For each legacy row:
1. Resolve canonical `Organization` by identifiers in this order:
- exact `inn + kpp` where available,
- exact `ogrn`,
- exact `ogrip`,
- exact `inn` only when it maps to one canonical organization,
- normalized name fallback only when there is one unambiguous match.
2. If no organization can be resolved, create or reuse an organization with `identity_status=missing` or `partial`.
3. Create or update the matching `OrganizationSourceExtension`.
4. Create or update `OrganizationSourceRecord`.
5. Preserve the original source row in `payload`.
6. Store `legacy_model` and `legacy_pk` for audit and repeatable updates.
## API Shape
The new API should be organization-centric:
- `GET /api/v2/organizations/`
- `GET /api/v2/organizations/{uid}/`
- `GET /api/v2/organizations/{uid}/sources/`
- `GET /api/v2/organization-sources/{uid}/records/`
The list endpoint can expose compact source summaries:
```json
{
"uid": "...",
"name": "...",
"inn": "...",
"ogrn": "...",
"identity_status": "complete",
"sources": [
{
"uid": "...",
"source_group": "planned_inspections",
"title": "Плановые проверки Генпрокуратуры России",
"records_count": 12,
"last_seen_at": "2026-05-18T00:00:00Z"
}
]
}
```
Source records are fetched on demand from the extension, not embedded into every organization list row.
## Migration Phases
1. Add dependency and schema.
2. Add idempotent backfill service and management command.

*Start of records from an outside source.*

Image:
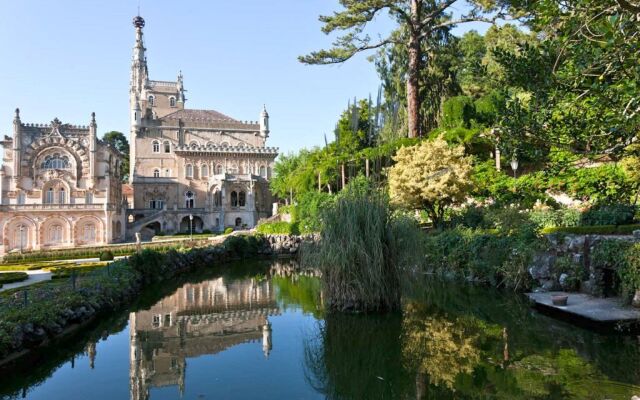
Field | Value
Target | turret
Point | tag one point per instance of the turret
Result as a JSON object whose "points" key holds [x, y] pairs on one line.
{"points": [[93, 129], [17, 146], [264, 123], [180, 87], [139, 78]]}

3. Backfill all existing legacy parser data into source extensions.
4. Switch API v2 to source extensions.
5. Update frontend generated clients and source pages.
6. After verification, remove `OrganizationDataSnapshot` and legacy parser tables in a separate cleanup phase.

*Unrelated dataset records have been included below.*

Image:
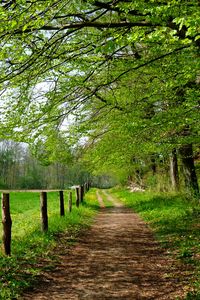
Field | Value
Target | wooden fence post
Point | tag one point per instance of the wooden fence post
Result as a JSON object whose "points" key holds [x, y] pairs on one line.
{"points": [[77, 196], [7, 223], [43, 207], [62, 206], [70, 202], [81, 193]]}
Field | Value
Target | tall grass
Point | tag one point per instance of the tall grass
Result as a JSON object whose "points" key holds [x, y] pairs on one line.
{"points": [[175, 221], [30, 245]]}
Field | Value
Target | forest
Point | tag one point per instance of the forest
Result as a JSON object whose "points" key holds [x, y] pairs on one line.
{"points": [[105, 93], [114, 84]]}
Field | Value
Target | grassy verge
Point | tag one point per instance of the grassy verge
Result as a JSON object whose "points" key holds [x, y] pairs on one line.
{"points": [[30, 247], [176, 223]]}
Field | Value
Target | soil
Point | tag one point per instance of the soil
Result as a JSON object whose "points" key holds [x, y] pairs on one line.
{"points": [[118, 258]]}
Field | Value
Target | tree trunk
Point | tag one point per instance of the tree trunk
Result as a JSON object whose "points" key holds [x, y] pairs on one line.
{"points": [[43, 207], [174, 170], [7, 223], [189, 172], [153, 165]]}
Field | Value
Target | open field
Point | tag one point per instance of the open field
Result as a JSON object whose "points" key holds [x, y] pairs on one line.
{"points": [[29, 244]]}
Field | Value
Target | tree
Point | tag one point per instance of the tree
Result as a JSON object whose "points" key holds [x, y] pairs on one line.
{"points": [[90, 58]]}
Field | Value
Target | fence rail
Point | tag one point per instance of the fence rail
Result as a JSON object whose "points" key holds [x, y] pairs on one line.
{"points": [[6, 215]]}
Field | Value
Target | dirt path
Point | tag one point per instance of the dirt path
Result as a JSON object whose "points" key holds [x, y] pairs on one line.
{"points": [[117, 259]]}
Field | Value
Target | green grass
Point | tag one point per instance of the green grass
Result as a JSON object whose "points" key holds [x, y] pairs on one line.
{"points": [[175, 221], [30, 246]]}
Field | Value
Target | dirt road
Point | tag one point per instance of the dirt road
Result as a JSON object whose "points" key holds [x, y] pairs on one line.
{"points": [[117, 259]]}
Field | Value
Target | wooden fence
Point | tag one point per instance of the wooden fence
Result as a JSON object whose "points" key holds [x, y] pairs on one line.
{"points": [[6, 216]]}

## Non-Goals For First Pass
- No destructive deletion of legacy parser tables before backfill verification.
- No attempt to make all source payloads strongly typed immediately.
- No frontend visual redesign; only data contract changes needed for the new schema.
## Risks
- Polymorphic subclass queries add joins. List endpoints must query the base extension compactly and load records only on demand.

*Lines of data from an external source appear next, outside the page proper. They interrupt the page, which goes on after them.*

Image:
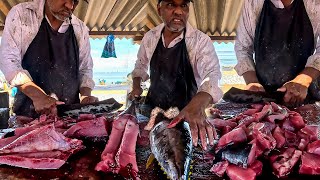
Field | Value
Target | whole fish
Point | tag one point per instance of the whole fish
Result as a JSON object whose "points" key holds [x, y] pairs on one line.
{"points": [[172, 148]]}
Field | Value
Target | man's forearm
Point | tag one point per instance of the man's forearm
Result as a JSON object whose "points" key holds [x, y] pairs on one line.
{"points": [[31, 90], [201, 100], [85, 91], [136, 82], [250, 77]]}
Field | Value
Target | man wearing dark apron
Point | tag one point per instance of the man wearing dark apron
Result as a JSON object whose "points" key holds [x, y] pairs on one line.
{"points": [[284, 39], [172, 76], [52, 60]]}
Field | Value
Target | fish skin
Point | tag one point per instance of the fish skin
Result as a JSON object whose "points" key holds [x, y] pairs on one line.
{"points": [[235, 154], [172, 147]]}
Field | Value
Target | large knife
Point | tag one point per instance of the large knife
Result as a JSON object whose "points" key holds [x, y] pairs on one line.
{"points": [[105, 106], [244, 96]]}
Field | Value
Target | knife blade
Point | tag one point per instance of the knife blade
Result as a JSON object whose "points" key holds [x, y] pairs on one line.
{"points": [[244, 96], [105, 106]]}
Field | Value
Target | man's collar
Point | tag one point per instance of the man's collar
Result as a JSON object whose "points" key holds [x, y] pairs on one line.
{"points": [[38, 7]]}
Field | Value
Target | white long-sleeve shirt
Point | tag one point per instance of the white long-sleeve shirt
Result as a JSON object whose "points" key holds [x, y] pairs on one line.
{"points": [[202, 55], [247, 26], [21, 26]]}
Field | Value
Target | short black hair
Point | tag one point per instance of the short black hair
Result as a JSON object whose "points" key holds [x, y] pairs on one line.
{"points": [[159, 1]]}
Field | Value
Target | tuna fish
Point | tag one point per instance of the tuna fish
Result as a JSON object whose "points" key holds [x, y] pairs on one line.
{"points": [[172, 147]]}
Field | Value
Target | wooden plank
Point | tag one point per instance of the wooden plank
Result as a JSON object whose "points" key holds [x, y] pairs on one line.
{"points": [[116, 33]]}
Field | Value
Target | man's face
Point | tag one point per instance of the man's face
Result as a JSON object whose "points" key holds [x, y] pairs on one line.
{"points": [[62, 9], [174, 14]]}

- Legacy rows without identifiers require name fallback and can create duplicates. The command must report unresolved/created organizations.
- Current v2 filters use source-specific existence checks. They must move to extension existence filters.
- Frontend generated API clients will break and must be regenerated after backend OpenAPI changes.